At a more advanced level, this undertanding of colour perception should open our eyes – physical and inner – to the understanding that our perception of the world as a whole is not reality: it is a filtered version of reality, and the filters are defined by our language and by our culture.
Thus, as contemporary Druids, we will never see the world as some other species do: in ultra-violet or infra-red. Our bodies are physically not capable of this. We may not be able to sense the Earth’s magnetic field in the way birds do – but recent scientific breakthroughs are showing that we do sense it to a much greater degree than had previously been thought.
This raises the question: if humans can, after all, sense the magnetic field, why haven’t they been talking about it? Why isn’t it part of our general concept of the world? The answer is that our culture has denied it. The people who have sensed it, and who have been talking about it, have been derided, and told they’re talking nonsense. They haven’t had a proper vocabulary with which to describe their experience, because English doesn’t have such terms. (Do other languages and cultures? I don’t know).
What else is there, that we are capable of perceiving, and which other cultures perceived, but which we do not? Is this what the folk tales mean by the Second Sight – things and beings who surround us, and which we can perceive, but which our culture ‘filters out’ before that perception reaches our conscious mind?
I suspect that this is happening a lot. Western culture, with its Christian influences, has a lot of bias about what should and should not be perceived. Modern culture, in particular, overwhelms us with anxiety and stress, with information in general, which keep our minds constantly busy, confused, and unfocussed. My own experience of Buddhist Vipassana meditation suggests that regular meditation, stilling the mind, and focussed only on perceptions of the present moment, simply observing with no mental commentary or analysis, develops a sensitivity to that which is normally unsensed and unseen; Dr. Natalie Trent has an interesting essay on the topic.
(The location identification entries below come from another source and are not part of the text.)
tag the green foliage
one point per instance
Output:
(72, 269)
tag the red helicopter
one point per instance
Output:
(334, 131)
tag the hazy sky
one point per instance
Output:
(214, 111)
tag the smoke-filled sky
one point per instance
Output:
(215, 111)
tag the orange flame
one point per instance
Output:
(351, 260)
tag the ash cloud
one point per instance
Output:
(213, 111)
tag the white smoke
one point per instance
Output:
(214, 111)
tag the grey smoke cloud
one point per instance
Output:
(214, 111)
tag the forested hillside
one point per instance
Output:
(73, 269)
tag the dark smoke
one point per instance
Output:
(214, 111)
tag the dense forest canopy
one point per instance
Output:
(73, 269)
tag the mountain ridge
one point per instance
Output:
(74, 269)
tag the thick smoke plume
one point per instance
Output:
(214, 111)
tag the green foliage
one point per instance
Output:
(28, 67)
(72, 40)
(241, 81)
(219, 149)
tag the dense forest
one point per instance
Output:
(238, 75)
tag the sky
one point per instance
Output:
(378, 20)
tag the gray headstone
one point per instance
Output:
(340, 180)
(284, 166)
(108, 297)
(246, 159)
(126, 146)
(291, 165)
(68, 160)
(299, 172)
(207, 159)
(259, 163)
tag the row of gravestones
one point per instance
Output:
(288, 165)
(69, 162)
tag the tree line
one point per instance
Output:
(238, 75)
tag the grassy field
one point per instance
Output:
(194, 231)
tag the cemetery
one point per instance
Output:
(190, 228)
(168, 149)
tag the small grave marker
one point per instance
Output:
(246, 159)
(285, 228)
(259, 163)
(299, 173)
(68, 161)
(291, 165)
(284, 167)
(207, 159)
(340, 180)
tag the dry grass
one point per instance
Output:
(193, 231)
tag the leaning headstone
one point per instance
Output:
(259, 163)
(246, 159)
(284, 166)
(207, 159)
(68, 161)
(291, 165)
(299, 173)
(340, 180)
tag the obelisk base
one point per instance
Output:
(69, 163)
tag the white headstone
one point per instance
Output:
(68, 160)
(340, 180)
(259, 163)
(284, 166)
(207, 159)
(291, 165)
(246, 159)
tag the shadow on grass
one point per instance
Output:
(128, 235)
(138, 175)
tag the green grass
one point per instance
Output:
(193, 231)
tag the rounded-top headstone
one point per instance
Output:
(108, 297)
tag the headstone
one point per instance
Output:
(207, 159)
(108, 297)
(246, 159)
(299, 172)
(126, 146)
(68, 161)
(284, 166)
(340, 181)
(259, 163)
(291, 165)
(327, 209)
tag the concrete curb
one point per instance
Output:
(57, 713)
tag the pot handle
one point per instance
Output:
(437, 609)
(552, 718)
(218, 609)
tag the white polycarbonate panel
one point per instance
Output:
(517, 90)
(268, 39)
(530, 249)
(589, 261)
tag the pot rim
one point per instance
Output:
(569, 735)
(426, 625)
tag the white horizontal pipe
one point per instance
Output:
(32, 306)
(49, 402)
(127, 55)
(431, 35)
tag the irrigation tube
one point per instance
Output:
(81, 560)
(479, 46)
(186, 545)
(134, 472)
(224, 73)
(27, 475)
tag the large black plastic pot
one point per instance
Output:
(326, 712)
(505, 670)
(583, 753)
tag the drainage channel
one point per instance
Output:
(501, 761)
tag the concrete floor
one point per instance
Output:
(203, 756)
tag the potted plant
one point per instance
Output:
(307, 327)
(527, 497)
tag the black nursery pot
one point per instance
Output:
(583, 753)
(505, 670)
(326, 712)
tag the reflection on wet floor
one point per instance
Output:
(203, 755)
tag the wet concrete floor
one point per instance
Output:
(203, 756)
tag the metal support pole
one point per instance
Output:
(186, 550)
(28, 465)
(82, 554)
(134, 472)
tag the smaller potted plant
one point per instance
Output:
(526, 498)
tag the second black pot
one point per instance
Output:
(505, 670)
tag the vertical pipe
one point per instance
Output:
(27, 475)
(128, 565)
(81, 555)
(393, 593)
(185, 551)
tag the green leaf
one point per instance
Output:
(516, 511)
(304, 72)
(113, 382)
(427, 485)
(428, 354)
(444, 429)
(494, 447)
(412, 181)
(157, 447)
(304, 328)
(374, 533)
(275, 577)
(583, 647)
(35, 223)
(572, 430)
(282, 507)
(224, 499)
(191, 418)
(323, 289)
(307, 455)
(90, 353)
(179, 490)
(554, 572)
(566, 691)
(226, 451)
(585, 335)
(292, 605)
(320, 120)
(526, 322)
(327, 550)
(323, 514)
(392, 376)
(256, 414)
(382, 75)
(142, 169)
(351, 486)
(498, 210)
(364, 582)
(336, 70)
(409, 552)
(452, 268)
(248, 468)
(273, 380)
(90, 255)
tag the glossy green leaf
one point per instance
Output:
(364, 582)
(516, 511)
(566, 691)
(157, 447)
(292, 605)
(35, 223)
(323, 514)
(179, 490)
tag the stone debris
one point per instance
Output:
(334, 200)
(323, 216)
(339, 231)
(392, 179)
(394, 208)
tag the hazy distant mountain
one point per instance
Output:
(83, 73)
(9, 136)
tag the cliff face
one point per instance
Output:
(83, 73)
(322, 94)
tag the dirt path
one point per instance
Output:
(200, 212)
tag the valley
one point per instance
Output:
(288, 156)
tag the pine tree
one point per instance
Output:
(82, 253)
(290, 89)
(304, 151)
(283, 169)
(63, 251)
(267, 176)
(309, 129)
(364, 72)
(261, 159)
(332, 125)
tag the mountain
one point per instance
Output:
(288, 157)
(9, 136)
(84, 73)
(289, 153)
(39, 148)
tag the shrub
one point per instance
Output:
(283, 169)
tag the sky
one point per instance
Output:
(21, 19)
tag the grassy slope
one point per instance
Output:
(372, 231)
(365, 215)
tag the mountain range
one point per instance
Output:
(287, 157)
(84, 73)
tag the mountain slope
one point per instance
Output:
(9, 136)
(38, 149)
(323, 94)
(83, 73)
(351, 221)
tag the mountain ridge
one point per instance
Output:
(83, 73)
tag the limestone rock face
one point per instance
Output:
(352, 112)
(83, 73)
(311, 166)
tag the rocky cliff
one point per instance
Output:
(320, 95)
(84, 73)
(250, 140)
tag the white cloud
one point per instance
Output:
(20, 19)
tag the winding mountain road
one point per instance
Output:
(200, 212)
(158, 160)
I wanted to use colour as the basis for this discussion in part because I need to set the scene for a further discussion of Gwyn ap Nudd. However, I think that as Druids we meet scepticism about the existence of a Second Sight (and, by the way, I don’t claim to have it); when someone scoffs, it may be useful to remind them of The Dress, ask them what colour they saw, and ask them to explain why so many other people saw something different. The concept of mental filters will now become something real to them…
* Hemming, J. (2017). Pale horses and green dawns. Elusive colour terms in early Welsh heroic poetry, North American journal of Celtic studies, Vol. 1(2), pp189-223.